• He declared Indian independence as a day of slavery and declared it as a day of mourning. He fought for the separation of Tamil areas of India and Sri Lanka and for the human rights of the oppressed Tamil diaspora. He backed colonial rule and attempted to forge an alliance with both Ambedkar and Jinnah.
  • EVR’s comment on Tamil as a “language of barbarians” haunted him later in life. He was a strong proponent of embracing English as the global language and dropping Tamil from academics. To this day, his followers choose to ignore discussions on this topic.
  • Early in his political life, EVR had derided Tirukkural and an anachronism and a tool for Aryan aggrandisement. At a later point, he embraced it as the true guide and insisted it was a common guide for all religions. When prominent Muslims spoke out and commented that a man-made work, Tirukkural can never equal God-given verses (Qur’an), EVR and his rationalist thought observed silence.

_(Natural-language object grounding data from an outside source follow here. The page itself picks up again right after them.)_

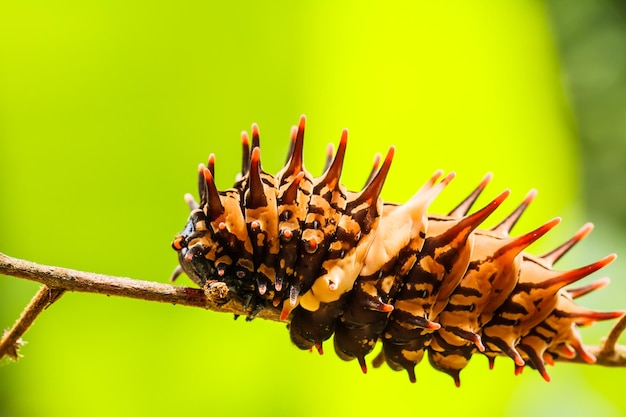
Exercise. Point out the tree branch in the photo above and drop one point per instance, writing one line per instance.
(12, 339)
(214, 297)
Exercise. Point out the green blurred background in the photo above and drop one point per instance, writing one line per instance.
(106, 108)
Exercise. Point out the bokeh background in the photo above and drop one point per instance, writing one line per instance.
(107, 107)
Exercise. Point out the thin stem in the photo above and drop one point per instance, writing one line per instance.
(11, 339)
(213, 297)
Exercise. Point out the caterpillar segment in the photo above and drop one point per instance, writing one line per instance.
(558, 329)
(441, 265)
(343, 263)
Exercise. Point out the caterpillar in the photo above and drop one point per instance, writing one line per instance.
(334, 261)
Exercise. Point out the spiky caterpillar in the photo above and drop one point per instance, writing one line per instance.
(335, 261)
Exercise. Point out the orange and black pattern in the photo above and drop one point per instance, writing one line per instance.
(345, 263)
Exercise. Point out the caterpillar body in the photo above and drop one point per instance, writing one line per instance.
(346, 263)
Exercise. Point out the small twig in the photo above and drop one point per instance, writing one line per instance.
(211, 298)
(72, 280)
(11, 339)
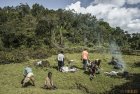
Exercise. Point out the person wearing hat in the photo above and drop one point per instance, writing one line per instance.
(28, 76)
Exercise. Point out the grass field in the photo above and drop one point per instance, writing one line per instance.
(70, 83)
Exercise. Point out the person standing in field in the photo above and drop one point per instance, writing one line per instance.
(49, 82)
(28, 76)
(60, 59)
(84, 58)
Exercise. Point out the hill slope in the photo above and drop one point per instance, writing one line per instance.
(68, 83)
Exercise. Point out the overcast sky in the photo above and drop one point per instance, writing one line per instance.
(122, 13)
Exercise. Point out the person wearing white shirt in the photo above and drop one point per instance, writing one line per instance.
(60, 59)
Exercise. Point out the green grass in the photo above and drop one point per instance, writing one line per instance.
(67, 83)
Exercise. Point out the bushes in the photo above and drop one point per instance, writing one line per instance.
(21, 55)
(13, 56)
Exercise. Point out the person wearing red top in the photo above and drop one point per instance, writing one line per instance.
(84, 58)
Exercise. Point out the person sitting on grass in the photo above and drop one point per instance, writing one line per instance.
(49, 82)
(28, 77)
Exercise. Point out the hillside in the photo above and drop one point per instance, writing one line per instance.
(70, 83)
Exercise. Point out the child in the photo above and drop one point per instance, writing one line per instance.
(49, 82)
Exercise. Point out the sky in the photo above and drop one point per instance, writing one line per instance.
(122, 13)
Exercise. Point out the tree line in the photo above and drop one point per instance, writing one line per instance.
(36, 26)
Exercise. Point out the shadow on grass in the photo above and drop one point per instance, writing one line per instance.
(131, 87)
(137, 64)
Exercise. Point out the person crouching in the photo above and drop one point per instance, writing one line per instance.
(49, 82)
(28, 77)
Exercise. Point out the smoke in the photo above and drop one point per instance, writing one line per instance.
(116, 53)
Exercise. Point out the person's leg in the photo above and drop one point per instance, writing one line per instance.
(32, 80)
(85, 65)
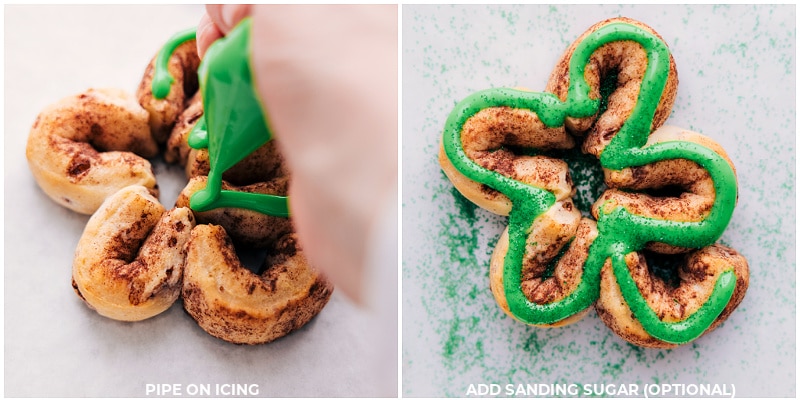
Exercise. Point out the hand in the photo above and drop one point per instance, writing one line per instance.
(328, 78)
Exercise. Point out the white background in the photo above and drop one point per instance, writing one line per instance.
(736, 68)
(56, 346)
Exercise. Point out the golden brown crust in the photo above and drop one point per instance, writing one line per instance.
(164, 112)
(671, 303)
(129, 261)
(86, 147)
(232, 303)
(629, 61)
(550, 232)
(675, 190)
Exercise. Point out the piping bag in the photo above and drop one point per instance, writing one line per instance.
(233, 124)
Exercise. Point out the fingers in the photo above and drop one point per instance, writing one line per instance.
(218, 21)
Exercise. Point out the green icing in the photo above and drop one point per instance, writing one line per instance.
(162, 79)
(620, 232)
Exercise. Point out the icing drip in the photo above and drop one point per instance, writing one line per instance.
(620, 232)
(233, 124)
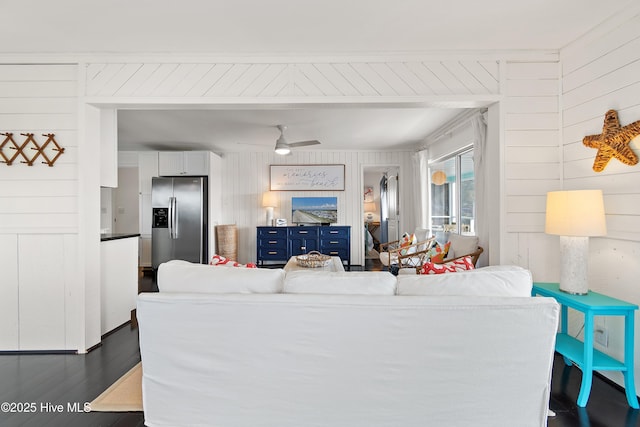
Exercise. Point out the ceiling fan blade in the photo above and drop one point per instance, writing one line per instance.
(304, 143)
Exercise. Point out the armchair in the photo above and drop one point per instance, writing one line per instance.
(406, 256)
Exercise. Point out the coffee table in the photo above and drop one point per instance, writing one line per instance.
(334, 265)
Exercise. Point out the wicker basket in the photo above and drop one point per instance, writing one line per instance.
(313, 259)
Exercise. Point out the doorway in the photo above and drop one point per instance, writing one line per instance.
(381, 207)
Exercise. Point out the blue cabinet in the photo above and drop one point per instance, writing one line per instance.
(281, 243)
(303, 240)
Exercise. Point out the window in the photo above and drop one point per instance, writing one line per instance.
(453, 206)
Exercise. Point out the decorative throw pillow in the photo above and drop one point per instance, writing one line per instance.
(461, 264)
(219, 260)
(438, 253)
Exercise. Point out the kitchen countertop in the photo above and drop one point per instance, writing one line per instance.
(116, 236)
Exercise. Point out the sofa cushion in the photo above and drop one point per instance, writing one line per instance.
(507, 281)
(353, 283)
(183, 276)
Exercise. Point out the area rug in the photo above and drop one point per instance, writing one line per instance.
(125, 395)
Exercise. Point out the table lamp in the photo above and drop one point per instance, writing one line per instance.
(369, 209)
(574, 216)
(269, 201)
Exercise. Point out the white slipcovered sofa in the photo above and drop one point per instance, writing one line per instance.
(258, 347)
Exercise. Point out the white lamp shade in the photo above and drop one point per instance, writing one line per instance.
(369, 207)
(269, 199)
(575, 213)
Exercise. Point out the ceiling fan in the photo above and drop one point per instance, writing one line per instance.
(283, 147)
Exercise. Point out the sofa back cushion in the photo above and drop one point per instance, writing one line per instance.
(352, 283)
(186, 277)
(503, 280)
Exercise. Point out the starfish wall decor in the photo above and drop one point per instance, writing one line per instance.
(613, 142)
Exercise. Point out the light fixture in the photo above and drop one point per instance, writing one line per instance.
(369, 208)
(439, 177)
(574, 216)
(282, 147)
(269, 201)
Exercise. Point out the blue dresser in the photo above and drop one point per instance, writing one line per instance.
(281, 243)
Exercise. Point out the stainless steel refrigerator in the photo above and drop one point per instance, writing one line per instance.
(179, 224)
(389, 209)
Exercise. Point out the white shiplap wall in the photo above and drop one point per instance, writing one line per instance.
(40, 295)
(600, 72)
(246, 177)
(320, 78)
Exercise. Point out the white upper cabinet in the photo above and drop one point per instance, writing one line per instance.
(176, 163)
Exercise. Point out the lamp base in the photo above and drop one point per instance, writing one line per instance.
(574, 257)
(270, 216)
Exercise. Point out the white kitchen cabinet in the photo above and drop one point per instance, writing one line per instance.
(183, 163)
(118, 281)
(147, 169)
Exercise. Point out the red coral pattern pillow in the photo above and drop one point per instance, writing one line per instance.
(461, 264)
(220, 260)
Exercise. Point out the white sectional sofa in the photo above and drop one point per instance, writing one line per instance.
(239, 347)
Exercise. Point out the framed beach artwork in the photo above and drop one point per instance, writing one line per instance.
(368, 194)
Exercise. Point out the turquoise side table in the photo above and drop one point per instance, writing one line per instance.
(583, 354)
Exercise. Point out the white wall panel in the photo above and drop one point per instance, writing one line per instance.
(41, 292)
(373, 78)
(600, 72)
(9, 306)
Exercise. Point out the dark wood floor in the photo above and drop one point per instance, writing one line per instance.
(69, 379)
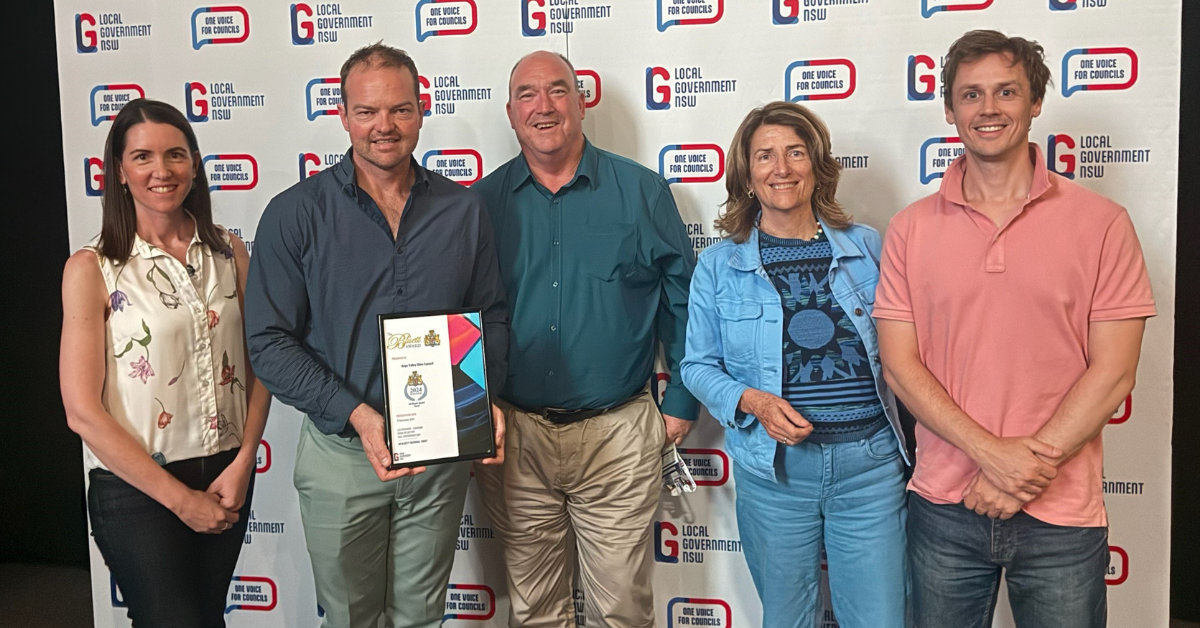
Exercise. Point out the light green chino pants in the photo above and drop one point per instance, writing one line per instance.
(377, 549)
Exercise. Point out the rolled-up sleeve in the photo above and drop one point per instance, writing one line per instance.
(277, 315)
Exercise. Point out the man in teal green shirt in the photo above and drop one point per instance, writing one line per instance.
(597, 264)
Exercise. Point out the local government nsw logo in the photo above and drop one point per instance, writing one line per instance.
(689, 12)
(819, 79)
(691, 163)
(321, 24)
(220, 24)
(106, 31)
(1098, 69)
(108, 100)
(231, 171)
(438, 18)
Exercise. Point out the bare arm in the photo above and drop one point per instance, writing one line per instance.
(1013, 465)
(1114, 348)
(82, 380)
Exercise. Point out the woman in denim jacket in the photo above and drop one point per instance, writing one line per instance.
(781, 348)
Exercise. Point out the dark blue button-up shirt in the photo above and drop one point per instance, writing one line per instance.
(595, 275)
(325, 265)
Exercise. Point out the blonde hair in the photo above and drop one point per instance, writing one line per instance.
(742, 209)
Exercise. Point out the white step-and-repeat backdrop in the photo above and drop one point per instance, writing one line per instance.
(667, 83)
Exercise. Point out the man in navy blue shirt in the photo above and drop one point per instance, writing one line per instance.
(372, 234)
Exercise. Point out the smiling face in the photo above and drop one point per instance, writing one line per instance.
(545, 107)
(382, 113)
(157, 167)
(993, 107)
(780, 169)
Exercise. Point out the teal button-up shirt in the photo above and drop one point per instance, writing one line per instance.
(595, 275)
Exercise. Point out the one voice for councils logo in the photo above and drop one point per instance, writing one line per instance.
(558, 17)
(220, 24)
(437, 18)
(699, 611)
(216, 101)
(691, 163)
(322, 96)
(689, 12)
(1098, 69)
(251, 592)
(784, 12)
(322, 25)
(929, 7)
(461, 165)
(683, 87)
(1086, 156)
(819, 79)
(936, 155)
(94, 175)
(105, 31)
(922, 77)
(108, 100)
(231, 172)
(311, 163)
(469, 602)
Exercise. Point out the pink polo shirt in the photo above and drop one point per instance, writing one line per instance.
(1002, 318)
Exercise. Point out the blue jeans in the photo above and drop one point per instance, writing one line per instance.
(851, 497)
(1055, 574)
(169, 575)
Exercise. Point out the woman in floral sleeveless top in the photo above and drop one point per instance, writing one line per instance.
(155, 377)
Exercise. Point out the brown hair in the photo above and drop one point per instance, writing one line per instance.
(379, 54)
(979, 43)
(741, 209)
(120, 217)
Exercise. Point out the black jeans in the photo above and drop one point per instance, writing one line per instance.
(168, 574)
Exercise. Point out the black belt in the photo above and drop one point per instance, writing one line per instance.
(567, 417)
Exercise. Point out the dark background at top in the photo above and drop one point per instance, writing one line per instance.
(41, 478)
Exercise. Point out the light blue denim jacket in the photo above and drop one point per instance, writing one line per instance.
(736, 333)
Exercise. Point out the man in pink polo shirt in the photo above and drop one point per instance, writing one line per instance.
(1011, 311)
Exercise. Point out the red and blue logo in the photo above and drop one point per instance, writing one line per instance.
(94, 175)
(929, 7)
(658, 96)
(197, 108)
(1098, 69)
(460, 165)
(220, 24)
(936, 155)
(304, 31)
(666, 544)
(691, 163)
(322, 96)
(819, 79)
(922, 77)
(438, 18)
(700, 611)
(469, 603)
(108, 100)
(231, 172)
(689, 13)
(1060, 155)
(533, 21)
(87, 40)
(251, 592)
(588, 82)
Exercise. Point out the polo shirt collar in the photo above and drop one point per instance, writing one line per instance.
(588, 168)
(952, 180)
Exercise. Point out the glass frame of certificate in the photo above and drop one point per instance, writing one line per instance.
(437, 402)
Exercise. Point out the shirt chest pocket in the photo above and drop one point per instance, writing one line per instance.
(741, 326)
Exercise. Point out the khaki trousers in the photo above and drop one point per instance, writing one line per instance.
(599, 478)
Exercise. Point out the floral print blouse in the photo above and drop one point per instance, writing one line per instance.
(174, 352)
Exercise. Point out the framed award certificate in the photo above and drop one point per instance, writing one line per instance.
(437, 406)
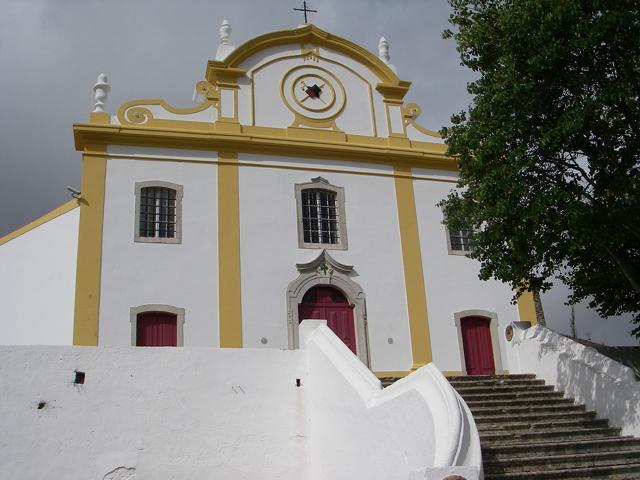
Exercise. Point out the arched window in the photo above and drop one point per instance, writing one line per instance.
(158, 212)
(157, 326)
(321, 215)
(157, 329)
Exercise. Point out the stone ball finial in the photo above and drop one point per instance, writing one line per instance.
(225, 32)
(383, 50)
(100, 93)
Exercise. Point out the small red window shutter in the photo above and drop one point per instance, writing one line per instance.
(156, 329)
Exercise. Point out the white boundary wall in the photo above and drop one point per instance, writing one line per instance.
(203, 413)
(603, 385)
(416, 428)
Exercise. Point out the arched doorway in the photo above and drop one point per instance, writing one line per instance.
(324, 271)
(157, 329)
(328, 303)
(477, 345)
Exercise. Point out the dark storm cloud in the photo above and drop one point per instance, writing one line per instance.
(51, 52)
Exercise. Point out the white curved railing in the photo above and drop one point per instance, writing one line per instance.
(419, 425)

  • In recent years, anti-Hindu and anti-Brahman movements such as neo-Buddhism have adopted Periyarite rhetoric into their propaganda. Other Anti-Brahman, anti-Hindu and anti-Semitic groups such as Dalitstan and Dalit Voice have combined Periyarite rhetoric with Afrocentric pseudohistory to portray Dalits as “Black-descended” and pitted against the “White” Brahmins.